(Positions of potted flowers are assigned to index numbers in the range of 1 ... N. The i-th pot and the (i + 1)-th pot are consecutive for any given i (1 <= i < N), and 1st pot is next to N-th pot in addition.)
The board chairman informed the little cat to construct "ONE arc-style cane-chair" for tourists having a rest, and the sum of attractive values of the flowers beside the cane-chair should be as large as possible. You should notice that a cane-chair cannot be a total circle, so the number of flowers beside the cane-chair may be 1, 2, ..., N - 1, but cannot be N. In the above example, if we construct a cane-chair in the position of that red-dashed-arc, we will have the sum of 3+(-2)+1+2=4, which is the largest among all possible constructions.
Unluckily, some booted cats always make trouble for the little cat, by changing some potted flowers to others. The intelligence agency of little cat has caught up all the M instruments of booted cats' action. Each instrument is in the form of "A B", which means changing the A-th potted flowered with a new one whose attractive value equals to B. You have to report the new "maximal sum" after each instruction.
The second line contains N integers, which are the initial attractive value of each potted flower. The i-th number is for the potted flower on the i-th position.

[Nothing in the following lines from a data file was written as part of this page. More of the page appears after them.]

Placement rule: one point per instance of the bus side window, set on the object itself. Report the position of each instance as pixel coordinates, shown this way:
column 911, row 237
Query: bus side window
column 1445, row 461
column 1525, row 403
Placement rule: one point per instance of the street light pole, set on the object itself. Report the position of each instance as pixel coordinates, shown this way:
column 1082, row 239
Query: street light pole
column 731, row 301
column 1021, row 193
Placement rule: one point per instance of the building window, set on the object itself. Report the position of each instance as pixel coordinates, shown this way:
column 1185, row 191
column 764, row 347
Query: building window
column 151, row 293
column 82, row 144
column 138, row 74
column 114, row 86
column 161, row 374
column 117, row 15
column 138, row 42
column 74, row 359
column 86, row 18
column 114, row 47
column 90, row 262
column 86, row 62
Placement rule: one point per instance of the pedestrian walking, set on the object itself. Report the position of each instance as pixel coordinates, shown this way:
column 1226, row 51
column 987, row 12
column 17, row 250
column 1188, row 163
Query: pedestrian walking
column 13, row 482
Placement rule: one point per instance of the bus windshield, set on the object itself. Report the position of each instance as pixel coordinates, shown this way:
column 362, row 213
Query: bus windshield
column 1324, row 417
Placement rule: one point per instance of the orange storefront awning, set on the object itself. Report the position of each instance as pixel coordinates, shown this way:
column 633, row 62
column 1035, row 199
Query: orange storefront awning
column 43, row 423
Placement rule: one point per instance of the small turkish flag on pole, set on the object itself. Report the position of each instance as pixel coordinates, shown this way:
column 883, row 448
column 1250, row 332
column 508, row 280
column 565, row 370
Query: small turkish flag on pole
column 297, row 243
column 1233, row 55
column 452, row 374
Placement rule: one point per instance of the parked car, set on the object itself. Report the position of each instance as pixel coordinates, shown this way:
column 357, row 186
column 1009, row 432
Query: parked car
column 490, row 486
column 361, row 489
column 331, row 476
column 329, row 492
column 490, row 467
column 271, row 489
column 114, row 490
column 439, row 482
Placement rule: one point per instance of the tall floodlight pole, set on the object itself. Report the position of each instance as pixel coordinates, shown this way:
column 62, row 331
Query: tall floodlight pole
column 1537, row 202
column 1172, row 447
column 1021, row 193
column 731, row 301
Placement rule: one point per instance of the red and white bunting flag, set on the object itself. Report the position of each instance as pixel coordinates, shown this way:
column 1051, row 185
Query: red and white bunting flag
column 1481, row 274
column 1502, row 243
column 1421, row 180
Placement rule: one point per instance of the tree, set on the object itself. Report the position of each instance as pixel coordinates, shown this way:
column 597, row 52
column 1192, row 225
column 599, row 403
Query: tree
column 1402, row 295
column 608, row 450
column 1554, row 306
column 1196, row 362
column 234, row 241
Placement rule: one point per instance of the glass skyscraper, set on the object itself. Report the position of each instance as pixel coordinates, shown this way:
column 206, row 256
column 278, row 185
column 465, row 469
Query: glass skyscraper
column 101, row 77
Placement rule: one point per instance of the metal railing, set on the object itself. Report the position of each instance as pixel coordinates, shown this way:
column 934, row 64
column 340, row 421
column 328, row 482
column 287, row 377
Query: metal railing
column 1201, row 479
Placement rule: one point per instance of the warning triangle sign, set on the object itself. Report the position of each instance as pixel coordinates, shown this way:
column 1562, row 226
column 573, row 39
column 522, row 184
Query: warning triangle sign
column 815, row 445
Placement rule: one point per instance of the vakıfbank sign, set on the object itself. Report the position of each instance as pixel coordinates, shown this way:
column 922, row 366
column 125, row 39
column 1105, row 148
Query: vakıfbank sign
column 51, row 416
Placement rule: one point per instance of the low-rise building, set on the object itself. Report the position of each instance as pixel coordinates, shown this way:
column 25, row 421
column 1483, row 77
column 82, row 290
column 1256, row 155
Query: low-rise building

A single integer M (4 <= M <= 100000) in the third input line, and the following M lines each contains an instruction "A B" in the form described above.
Restriction: All the attractive values are within [-1000, 1000]. We guarantee the maximal sum will be always a positive integer.
The situation into two.
1. The number of rings on the whole positive. Minus the sum of all the numbers of a minimum number of which is the result.
2. The number of the ring there is a negative number. Then there are two ways to select numbers:
1. The selected ID number contains two consecutive numbers 1 and n. At this time, the line segment tree, they are not consecutive (between 1 and is turned off in the n). All figures and subtract numbers within the range of minimum segment tree is the sum of the results.
2. The figures do not contain the selected continuous two numbers 1 and n. Maintain the maximum continuous interval of digital and can use tree line.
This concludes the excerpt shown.